Patients experienced many sustained positive effects after metabolic and bariatric surgery (MBS) and were pleased they had surgery ten years after bariatric surgery, according to a study that explored patients’ experiences by researchers from Sweden. However, healthcare professionals should educate patients about increased sensitivity to alcohol after surgery, help them to have realistic expectations and inform them of possible problems that may persist or arise after surgery. The outcomes were featured in the paper, ‘Patients’ views of long-term results of bariatric surgery for super-obesity: sustained effects, but continuing struggles’, published in SOARD.
The study sought to explore and describe patients’ long-term experiences after bariatric surgery and was designed to capture their overall experiences a decade after surgery. It included 18 patients (10 RYGB, 8 biliopancreatic diversion with duodenal switch (BPD/DS), the majority were female (61%), the mean age was 48±6 years, preoperative mean BMI was 55.5±3.7 kg/m2 and current mean BMI was 40.2±7.4 kg/m2.
None of the patients expressed regret about having surgery, although two (1 GBP and 1 BPD/DS) talked extensively about complications, 12 (6 from both procedures) talked about gastrointestinal side effects, ranging from mild problems (eg, temporary constipation) to more disabling conditions (eg, often needing a bathroom in close proximity). The authors said that via the interviews, two broad themes, sustained effects and continued struggles, emerged.
Many patients imagined that had they not had the surgery, they would now be dead or severely ill (n=10). Undergoing MBS was described as a turning point, and many perceived it as a last resort. Eating behaviour, especially control over eating, was singled out as changing for the better post-surgery, described as taking smaller portions of food, making healthier food choices, allowing more time for eating, or developing new taste preferences. Dumping was still recurring for many participants, especially when they ate too fast or foods too high in sugar or fat (n=9).
More than half (n=10) revealed an increased sensitivity to alcohol and now drink less than before surgery and less than their non-operated partners and friends, and found socialising around alcohol to be difficult. Participants’ weights also continued to fluctuate over time, but many described having a new lower weight ‘set-point’ (n=9). Some patients acknowledged that they were far from normal weight according to a BMI definition, but are able to live a functional and satisfying life at their current weight.
Other key findings included:
Some patients described having envisioned more complications and adverse effects from the surgery and the lack of expected complications was seen as helpful in their adaptations to their new lives after surgery (n=6).
Most patients expressed satisfaction with their care from the hospital and the surgical clinic, and they acknowledged that being part of a study had given them access to continued follow-up beyond standard care (n=12). Others however, expressed a need for more psychosocial follow-up (n=5) or more dietetic advice (n=3) from the hospital.
Most participants described their yearly follow-up in primary healthcare as non-existent or suboptimal, which they attributed both to themselves and to primary care.

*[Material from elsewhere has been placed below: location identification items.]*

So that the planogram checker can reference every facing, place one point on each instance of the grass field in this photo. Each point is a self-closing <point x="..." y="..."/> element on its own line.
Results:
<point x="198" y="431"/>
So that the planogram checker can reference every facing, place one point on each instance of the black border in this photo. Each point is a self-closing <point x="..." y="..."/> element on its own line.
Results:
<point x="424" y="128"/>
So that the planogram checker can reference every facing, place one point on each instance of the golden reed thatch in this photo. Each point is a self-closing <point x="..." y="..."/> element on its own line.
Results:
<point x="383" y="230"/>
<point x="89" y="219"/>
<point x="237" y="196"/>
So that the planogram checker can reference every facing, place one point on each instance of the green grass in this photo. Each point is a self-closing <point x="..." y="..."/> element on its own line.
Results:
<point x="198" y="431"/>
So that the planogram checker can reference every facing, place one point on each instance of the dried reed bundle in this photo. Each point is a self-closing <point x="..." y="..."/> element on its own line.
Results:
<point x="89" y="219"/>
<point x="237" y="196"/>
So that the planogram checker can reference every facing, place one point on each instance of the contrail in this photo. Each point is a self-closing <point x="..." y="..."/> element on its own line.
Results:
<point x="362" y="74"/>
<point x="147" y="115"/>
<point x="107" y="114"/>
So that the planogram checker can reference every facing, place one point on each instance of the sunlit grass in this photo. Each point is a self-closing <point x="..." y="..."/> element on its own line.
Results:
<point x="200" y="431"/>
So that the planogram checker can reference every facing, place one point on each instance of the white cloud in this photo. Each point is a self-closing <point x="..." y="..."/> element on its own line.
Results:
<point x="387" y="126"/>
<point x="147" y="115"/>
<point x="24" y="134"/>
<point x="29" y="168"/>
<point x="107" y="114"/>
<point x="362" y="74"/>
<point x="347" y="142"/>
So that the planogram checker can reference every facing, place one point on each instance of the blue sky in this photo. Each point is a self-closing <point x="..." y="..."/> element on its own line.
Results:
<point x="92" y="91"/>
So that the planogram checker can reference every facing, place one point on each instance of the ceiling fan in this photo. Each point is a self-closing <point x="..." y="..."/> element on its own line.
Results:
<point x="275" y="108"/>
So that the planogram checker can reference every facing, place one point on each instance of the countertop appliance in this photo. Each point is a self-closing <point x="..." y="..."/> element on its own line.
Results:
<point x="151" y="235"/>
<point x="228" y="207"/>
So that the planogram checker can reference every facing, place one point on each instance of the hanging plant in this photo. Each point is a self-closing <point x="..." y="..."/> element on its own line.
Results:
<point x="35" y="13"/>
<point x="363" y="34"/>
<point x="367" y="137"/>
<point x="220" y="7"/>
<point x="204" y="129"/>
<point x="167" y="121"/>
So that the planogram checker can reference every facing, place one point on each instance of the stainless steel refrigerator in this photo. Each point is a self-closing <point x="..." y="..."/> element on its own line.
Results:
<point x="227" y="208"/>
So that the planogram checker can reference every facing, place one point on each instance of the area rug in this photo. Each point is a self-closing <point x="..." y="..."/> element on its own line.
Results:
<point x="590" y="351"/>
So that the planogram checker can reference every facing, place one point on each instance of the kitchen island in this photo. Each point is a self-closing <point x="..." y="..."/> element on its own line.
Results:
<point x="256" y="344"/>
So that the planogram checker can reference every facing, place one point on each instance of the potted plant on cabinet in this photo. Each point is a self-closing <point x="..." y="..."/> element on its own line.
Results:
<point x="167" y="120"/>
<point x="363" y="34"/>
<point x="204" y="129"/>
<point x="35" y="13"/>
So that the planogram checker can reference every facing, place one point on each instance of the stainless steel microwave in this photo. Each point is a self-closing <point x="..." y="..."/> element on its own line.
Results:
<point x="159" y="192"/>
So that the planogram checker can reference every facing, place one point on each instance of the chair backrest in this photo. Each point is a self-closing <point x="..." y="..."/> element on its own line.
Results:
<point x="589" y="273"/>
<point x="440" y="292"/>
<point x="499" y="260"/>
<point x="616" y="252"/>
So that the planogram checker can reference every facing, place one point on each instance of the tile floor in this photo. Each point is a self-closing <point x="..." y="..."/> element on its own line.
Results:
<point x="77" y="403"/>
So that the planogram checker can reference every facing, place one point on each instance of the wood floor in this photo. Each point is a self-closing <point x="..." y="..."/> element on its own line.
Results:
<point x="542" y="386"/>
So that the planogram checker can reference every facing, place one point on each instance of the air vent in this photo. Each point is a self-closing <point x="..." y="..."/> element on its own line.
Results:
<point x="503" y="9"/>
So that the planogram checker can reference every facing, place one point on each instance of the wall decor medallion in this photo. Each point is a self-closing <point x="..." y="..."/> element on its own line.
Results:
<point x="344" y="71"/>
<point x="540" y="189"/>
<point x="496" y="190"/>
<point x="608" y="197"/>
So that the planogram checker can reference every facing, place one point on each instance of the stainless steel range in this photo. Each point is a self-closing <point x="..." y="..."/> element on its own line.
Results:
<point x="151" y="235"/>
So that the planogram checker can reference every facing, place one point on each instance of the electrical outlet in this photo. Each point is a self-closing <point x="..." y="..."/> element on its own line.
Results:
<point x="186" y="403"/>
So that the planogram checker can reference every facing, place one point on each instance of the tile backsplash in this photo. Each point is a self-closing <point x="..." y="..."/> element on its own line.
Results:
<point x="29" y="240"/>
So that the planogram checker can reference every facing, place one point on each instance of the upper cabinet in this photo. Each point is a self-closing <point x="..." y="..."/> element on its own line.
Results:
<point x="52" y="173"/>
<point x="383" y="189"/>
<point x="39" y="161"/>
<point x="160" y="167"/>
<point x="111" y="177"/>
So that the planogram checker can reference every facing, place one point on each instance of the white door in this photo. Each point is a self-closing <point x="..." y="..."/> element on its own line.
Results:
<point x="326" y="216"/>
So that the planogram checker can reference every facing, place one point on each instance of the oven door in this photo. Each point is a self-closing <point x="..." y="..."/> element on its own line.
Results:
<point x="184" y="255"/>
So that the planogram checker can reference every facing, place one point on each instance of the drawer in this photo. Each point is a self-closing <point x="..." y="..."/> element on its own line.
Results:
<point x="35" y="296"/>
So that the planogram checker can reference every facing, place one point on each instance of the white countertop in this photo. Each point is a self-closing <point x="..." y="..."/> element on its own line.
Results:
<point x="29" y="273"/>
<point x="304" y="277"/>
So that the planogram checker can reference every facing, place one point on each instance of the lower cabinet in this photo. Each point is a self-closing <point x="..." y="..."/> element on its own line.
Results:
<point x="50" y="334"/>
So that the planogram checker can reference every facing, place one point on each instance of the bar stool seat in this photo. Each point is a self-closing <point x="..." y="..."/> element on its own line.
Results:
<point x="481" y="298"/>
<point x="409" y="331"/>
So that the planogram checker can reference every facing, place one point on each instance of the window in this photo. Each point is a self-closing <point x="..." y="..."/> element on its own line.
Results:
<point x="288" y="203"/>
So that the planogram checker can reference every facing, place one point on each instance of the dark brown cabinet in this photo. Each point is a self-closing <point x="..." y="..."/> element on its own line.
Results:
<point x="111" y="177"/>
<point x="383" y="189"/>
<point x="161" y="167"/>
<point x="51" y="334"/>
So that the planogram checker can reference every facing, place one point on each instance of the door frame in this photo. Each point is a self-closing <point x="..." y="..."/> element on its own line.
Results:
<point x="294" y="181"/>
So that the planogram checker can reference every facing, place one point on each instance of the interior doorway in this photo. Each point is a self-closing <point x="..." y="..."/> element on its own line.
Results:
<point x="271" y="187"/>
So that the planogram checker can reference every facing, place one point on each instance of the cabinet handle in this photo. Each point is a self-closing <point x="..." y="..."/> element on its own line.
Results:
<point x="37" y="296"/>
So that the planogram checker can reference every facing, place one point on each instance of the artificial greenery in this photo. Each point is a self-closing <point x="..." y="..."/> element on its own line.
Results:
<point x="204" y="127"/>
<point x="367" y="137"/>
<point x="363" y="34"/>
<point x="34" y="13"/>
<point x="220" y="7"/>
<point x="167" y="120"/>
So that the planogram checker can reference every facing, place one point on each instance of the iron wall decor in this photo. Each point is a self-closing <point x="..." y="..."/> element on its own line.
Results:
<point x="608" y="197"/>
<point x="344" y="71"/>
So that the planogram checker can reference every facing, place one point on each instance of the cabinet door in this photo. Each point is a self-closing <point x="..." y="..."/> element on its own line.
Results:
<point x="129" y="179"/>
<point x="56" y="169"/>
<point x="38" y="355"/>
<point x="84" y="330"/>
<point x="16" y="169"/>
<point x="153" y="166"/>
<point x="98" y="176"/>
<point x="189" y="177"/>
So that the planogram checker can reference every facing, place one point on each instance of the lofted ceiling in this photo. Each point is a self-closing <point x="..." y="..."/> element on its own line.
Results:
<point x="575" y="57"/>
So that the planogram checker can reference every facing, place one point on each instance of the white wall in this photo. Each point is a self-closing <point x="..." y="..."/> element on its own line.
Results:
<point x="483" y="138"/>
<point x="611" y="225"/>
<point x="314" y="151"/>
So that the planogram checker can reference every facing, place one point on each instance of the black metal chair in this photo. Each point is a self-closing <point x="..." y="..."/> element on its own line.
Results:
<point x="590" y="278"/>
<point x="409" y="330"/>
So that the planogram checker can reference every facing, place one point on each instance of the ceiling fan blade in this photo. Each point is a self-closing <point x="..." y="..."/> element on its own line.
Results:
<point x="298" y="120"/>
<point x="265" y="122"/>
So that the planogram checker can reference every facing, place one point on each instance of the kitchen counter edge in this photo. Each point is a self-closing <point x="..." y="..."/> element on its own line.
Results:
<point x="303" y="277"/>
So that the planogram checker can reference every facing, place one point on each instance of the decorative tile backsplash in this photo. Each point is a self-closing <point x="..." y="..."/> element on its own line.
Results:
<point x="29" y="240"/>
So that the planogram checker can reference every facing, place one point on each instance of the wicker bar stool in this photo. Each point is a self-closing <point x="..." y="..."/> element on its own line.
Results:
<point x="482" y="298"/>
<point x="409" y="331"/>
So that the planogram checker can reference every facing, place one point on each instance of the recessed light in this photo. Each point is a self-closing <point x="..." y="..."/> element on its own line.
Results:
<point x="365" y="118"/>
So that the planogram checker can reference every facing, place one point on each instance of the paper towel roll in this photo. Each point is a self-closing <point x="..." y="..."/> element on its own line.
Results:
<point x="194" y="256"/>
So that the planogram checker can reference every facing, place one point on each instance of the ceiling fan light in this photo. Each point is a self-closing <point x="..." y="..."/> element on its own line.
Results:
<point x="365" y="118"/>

Participants often experienced a lack of knowledge about bariatric surgery in primary healthcare centres (n=9), which undermined their confidence in this care.
Aside from efforts from healthcare professionals, many participants talked about getting vital support from their partners and families. When the support worked well it was described as a resource or a necessity for coping with surgery.
“We need to provide more proficient long-term follow-up after MBS, tailored to meet patients’ needs both at the surgical clinic and in primary care. Healthcare providers must realise that some patients are reluctant to seek additional care after MBS because they are afraid of disappointing the clinicians,” the authors concluded. “Patients’ tendency to accuse themselves can be prevented by informing them about what kinds of struggles are expected after MBS and encouraging them to return for help when problems arise. To avoid reinforcing patients’ self-blame and to facilitate a trustful therapeutic relationship all patients must be met by healthcare professionals with a non-judgmental and caring attitude.”